Terapi medikamentosa untuk rinosinusitis kronik memiliki peranan penting dalam menangani inflamasi yang terjadi. Terapi medikamentosa meliputi penggunaankortikosteroid, antibiotik, dan terapi simptomatis lainnya namun penggunaan jangka panjang antibiotik dan kortikosteroid menimbulkan efek samping. Penggunaan kortiosteroid topikal jangka panjang akan memperlambat transpor mukosiliar sehingga menimbulkan rebound phenomenon. Penggunaan antibiotik jangka panjang dengan dosis yang tidak sesuai dapat menyebabkan resistensi bakteri sehingga membentuk biofilm. Pada dekade terakhir ini dikembangkan penggunaan terapi topikal untuk mengurangi efek samping yang muncul berupa penggunaan cairan salin isotonik/ cairan salin hipertonik untuk cuci hidung ( Giger, 2010; Arnold, 2011; Fokkens et al, 2012; Kumar, et al., 2013). Cuci hidung merupakan teknik yang mudah dilakukan untuk menjaga higienitas hidung dan sinonasal dengan menggunakan larutan salin. Larutan salin banyak digunakan dalam cuci hidung sesuai dengan fisiologis mukosa hidung dan sinus paranasal. Hal ini dilakukan bertujuan untuk membersihkan hidung, melarutkan mediator inflamasi, melembabkan hidung, memperbaiki transport mukosiliar, dan mengurangi udem mukosa. Banyak penelitian yang menjelaskan manfaat cuci hidung dengan larutan salin sebagai terapi untuk rinosinusitis akut maupun kronik. Penggunaan larutan salin sebagai pencuci hidung juga dapat mengurangi waktu penggunaan antibiotika sehingga dapat meningkatkan kepatuhan pasien dan

mengurangi biaya pengobatan (Papsin dan McTavish, 2003; Keojampa, 2004; Rabago, 2009).

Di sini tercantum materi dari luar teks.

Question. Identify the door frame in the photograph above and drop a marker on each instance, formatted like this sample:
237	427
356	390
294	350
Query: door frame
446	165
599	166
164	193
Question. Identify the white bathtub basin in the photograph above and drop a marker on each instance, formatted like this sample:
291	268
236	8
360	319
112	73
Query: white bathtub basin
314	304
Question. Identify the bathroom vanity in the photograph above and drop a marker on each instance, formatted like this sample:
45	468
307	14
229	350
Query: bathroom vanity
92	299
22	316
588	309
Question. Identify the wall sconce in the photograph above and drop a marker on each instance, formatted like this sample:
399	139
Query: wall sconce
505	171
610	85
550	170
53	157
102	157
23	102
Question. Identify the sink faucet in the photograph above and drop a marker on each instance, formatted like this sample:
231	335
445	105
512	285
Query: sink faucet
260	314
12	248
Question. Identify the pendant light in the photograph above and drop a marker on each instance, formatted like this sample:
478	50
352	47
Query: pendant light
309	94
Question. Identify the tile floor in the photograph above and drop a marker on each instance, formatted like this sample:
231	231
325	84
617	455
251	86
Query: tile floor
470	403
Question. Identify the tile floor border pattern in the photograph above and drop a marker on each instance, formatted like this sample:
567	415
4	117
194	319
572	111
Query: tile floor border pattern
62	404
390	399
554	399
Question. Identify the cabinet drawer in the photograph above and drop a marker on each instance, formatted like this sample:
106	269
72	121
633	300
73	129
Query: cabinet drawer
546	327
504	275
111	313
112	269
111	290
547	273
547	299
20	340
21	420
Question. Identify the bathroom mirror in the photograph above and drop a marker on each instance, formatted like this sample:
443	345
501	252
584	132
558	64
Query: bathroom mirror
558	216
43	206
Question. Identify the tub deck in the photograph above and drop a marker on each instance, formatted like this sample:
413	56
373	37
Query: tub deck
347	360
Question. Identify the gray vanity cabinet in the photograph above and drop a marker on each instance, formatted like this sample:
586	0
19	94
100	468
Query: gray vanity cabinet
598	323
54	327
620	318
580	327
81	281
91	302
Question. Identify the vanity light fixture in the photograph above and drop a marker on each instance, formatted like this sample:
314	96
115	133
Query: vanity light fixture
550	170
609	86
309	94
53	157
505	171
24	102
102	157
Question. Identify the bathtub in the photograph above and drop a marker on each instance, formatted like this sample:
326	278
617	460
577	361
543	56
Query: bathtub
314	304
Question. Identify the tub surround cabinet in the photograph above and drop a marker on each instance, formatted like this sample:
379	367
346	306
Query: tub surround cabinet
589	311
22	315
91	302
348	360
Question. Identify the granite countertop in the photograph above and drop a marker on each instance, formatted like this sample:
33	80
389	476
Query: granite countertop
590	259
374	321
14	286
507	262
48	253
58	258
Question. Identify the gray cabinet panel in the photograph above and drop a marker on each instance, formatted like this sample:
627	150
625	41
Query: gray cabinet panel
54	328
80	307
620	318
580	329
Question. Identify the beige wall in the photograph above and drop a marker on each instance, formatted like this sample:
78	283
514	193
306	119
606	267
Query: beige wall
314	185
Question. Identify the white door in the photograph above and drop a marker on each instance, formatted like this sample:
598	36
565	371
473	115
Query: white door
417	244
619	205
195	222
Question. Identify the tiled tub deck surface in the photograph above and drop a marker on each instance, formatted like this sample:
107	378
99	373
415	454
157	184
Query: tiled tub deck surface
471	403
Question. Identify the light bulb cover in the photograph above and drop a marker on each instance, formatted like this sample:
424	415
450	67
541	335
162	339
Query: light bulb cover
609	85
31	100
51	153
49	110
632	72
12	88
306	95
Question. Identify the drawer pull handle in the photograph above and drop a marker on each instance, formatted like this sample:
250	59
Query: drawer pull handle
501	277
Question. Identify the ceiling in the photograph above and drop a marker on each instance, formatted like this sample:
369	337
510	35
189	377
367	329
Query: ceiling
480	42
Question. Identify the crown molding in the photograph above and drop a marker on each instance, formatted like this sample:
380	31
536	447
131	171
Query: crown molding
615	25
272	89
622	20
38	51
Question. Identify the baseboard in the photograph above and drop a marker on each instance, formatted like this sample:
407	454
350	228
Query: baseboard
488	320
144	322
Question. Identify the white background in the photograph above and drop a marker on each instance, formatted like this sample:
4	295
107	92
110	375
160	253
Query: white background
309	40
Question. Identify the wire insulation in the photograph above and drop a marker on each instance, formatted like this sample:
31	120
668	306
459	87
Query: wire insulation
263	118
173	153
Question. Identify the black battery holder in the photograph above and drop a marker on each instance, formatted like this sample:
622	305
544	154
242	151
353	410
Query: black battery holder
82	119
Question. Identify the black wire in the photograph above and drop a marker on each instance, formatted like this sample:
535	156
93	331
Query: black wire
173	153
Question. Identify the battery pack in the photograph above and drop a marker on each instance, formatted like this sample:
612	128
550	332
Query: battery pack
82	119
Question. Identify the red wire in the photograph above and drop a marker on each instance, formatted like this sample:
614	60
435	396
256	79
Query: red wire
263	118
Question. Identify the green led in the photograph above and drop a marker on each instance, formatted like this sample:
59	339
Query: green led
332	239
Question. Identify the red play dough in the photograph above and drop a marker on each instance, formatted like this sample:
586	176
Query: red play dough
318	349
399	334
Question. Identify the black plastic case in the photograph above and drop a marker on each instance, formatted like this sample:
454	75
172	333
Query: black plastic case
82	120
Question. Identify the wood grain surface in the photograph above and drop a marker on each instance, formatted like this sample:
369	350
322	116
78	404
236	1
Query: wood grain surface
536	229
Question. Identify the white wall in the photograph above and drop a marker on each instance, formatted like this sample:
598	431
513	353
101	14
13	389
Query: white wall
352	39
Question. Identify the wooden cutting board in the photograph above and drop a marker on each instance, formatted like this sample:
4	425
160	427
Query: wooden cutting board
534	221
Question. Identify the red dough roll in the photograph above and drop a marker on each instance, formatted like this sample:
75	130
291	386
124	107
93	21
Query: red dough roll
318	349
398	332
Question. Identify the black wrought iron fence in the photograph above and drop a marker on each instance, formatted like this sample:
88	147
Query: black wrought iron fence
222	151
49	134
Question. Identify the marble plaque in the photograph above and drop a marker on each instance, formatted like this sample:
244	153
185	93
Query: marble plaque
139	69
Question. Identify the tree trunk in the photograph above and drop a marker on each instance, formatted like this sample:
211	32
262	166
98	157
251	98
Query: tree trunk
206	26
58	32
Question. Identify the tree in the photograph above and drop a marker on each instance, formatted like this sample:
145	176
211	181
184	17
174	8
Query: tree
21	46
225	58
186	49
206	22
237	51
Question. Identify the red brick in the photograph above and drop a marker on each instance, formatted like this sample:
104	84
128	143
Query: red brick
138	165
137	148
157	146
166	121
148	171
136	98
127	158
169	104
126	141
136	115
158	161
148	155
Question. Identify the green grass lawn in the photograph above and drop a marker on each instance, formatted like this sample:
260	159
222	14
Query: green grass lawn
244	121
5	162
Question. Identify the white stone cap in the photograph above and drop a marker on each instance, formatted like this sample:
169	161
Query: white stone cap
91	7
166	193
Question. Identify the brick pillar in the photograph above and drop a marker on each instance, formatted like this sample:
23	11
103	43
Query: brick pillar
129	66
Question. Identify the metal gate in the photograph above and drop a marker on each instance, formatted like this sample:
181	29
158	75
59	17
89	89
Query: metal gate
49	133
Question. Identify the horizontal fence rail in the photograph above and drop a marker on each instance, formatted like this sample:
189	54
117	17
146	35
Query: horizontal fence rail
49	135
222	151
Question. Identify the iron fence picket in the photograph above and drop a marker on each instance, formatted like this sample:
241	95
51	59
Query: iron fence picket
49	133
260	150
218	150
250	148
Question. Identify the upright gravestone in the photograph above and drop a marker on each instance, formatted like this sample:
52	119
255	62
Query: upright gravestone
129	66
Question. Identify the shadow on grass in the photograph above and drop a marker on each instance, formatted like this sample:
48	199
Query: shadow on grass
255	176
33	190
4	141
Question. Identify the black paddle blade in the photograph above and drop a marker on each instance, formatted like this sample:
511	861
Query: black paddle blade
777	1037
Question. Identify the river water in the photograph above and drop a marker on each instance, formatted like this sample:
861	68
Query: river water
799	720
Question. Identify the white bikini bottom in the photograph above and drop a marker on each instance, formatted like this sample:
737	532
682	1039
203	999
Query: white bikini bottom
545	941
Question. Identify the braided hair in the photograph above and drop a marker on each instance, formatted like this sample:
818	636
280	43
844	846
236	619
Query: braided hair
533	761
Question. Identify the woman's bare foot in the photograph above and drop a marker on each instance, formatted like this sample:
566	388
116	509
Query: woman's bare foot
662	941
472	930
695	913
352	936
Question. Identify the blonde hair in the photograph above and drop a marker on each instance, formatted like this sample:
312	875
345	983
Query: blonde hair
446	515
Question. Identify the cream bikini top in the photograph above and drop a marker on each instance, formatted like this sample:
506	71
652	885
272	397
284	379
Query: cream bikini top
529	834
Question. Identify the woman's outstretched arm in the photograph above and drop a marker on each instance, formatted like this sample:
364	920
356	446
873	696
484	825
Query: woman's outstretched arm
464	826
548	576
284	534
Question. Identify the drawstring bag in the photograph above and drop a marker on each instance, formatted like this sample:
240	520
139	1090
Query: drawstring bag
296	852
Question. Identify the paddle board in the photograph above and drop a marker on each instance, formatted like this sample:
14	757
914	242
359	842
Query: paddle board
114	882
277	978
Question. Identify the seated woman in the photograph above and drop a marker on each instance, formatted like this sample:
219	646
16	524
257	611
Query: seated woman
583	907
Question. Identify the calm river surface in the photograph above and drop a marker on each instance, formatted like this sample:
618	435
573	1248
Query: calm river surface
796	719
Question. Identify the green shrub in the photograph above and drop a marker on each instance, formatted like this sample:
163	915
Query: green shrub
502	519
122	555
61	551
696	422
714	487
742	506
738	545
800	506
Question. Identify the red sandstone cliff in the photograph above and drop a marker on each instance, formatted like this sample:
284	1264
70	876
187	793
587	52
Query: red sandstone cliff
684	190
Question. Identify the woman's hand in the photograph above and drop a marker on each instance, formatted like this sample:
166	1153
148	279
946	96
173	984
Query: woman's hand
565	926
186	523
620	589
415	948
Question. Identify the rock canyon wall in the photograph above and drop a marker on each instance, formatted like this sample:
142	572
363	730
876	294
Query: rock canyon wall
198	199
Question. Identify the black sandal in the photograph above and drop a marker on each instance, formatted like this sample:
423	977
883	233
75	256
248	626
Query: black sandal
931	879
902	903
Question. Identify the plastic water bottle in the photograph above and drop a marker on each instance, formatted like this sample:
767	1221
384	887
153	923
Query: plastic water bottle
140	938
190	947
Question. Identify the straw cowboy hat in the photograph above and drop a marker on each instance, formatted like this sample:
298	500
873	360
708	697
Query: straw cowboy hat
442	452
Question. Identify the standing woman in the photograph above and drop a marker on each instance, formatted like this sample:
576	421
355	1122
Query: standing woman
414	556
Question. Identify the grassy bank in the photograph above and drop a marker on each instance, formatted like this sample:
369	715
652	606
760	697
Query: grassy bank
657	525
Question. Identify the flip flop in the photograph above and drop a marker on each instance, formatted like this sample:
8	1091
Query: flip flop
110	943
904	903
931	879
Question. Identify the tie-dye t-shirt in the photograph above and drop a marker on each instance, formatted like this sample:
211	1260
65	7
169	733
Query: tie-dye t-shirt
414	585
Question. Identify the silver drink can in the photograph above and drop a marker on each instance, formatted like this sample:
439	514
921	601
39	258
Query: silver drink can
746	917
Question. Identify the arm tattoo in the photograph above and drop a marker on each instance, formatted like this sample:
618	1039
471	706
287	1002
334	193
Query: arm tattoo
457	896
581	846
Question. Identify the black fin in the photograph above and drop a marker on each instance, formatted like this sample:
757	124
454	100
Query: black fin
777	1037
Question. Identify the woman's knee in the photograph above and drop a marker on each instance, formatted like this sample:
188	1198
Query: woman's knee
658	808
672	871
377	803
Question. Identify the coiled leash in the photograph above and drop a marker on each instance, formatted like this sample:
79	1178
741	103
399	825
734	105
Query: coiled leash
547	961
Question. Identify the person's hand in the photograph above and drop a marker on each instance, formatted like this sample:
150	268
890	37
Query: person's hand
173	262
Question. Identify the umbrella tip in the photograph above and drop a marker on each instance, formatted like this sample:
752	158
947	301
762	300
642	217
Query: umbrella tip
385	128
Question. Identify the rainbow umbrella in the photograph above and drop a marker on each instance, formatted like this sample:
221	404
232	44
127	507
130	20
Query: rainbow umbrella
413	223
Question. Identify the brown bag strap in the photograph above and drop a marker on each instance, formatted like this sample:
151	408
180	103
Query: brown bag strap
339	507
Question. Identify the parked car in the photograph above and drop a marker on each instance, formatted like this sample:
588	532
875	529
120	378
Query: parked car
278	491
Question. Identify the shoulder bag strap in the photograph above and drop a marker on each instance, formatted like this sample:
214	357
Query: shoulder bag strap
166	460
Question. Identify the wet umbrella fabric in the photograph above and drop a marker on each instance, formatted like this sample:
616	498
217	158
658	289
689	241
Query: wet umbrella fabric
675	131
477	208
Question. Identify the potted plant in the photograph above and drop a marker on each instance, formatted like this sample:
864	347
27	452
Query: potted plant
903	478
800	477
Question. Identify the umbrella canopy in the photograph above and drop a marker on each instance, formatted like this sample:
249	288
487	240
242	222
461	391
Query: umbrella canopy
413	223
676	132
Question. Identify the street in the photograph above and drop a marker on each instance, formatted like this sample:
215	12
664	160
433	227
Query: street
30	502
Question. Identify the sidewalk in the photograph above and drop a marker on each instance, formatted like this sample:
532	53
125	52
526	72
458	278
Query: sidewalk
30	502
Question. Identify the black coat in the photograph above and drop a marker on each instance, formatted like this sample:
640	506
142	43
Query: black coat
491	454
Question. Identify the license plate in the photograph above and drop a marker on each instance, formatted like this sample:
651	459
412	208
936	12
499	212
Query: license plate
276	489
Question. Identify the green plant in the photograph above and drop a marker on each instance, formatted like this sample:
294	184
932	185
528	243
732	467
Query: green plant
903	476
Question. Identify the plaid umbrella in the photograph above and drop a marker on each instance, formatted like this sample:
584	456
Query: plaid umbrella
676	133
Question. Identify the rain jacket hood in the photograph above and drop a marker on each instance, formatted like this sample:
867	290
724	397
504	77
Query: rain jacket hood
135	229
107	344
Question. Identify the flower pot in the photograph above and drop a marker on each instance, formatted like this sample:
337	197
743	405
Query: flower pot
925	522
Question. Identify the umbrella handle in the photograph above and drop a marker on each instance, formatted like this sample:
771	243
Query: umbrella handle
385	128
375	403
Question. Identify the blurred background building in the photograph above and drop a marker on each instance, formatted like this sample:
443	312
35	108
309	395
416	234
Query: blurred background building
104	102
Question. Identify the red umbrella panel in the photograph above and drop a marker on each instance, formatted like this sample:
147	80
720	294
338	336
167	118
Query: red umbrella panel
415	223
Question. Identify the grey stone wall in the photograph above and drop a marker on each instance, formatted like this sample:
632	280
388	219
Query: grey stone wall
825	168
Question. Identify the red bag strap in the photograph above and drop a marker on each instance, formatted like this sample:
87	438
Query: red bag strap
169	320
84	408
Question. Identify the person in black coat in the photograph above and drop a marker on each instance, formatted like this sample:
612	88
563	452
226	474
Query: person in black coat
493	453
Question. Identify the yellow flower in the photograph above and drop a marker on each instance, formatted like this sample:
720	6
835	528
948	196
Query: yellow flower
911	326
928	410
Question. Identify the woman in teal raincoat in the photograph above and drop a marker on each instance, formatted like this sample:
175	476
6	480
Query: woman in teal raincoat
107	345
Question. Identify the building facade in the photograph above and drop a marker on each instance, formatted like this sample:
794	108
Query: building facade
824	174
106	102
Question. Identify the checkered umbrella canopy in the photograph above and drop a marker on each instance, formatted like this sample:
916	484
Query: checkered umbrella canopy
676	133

Rinosinusitis kronik dapat menyebabkan gejala dan temuan klinis yang mengganggu kualitas hidup. Penelitian ini dilakukan untuk melihat efektifitas terapi rinosinusitis berupa cuci hidung dengan menggunakan larutan isotonik terhadap tingkat sumbatan hidung dan kualitas hidup pada rinosinusitis kronik. B. Rumusan Masalah 1. Apakah larutan salin isotonik efektif terhadap tingkat sumbatan hidung pada rinosinusitis kronik? 2. Apakah larutan salin isotonik efektif terhadap kualitas hidup pada rinosinusitis kronik? C. Tujuan penelitian 1. Tujuan Umum Penelitian ini bertujuan untuk mengetahui efektivitas penggunaan cuci hidung dengan larutan salin isotonik terhadap tingkat sumbatan hidung dan kualitas hidup pada penderita rinosinusitis kronik. 2. Tujuan Khusus a. Mengidentifikasi tingkat sumbatan hidung pada penderita rinosinusitis kronik. b. Mengetahui kualitas hidup penderita rinosinusitis kronik

c. Mengetahui pengaruh penggunaan cuci hidung dengan larutan salin isotonik terhadap tingkat sumbatan hidung dan kualitas hidup pada penderita rinosinusitis kronik. D. Manfaat Penelitian 1. Manfaat Teoritis Hasil penelitian ini diharapkan dapat memberikan data mengenai pengaruh penggunaan cuci hidung terhadap tingkat sumbatan hidung pada penderita rinosinusitis kronik di Indonesia. Penelitian ini diharapkan dapat dijadikan bahan acuan untuk melakukan penelitian selanjutnya serta dapat berperan dalam mengembangkan bagian Rinologi Ilmu Kesehatan Telinga Hidung Tenggorok Kepala Leher Fakultas Kedokteran Universitas Sebelas Maret/RSUD Dr. Moewardi Surakarta. 2. Manfaat Klinis Hasil penelitian ini diharapkan dapat memberikan pengetahuan mengenai penggunaan cuci hidung penderita rinosinusitis kronik sehingga dapat meningkatkan kualitas hidup penderita.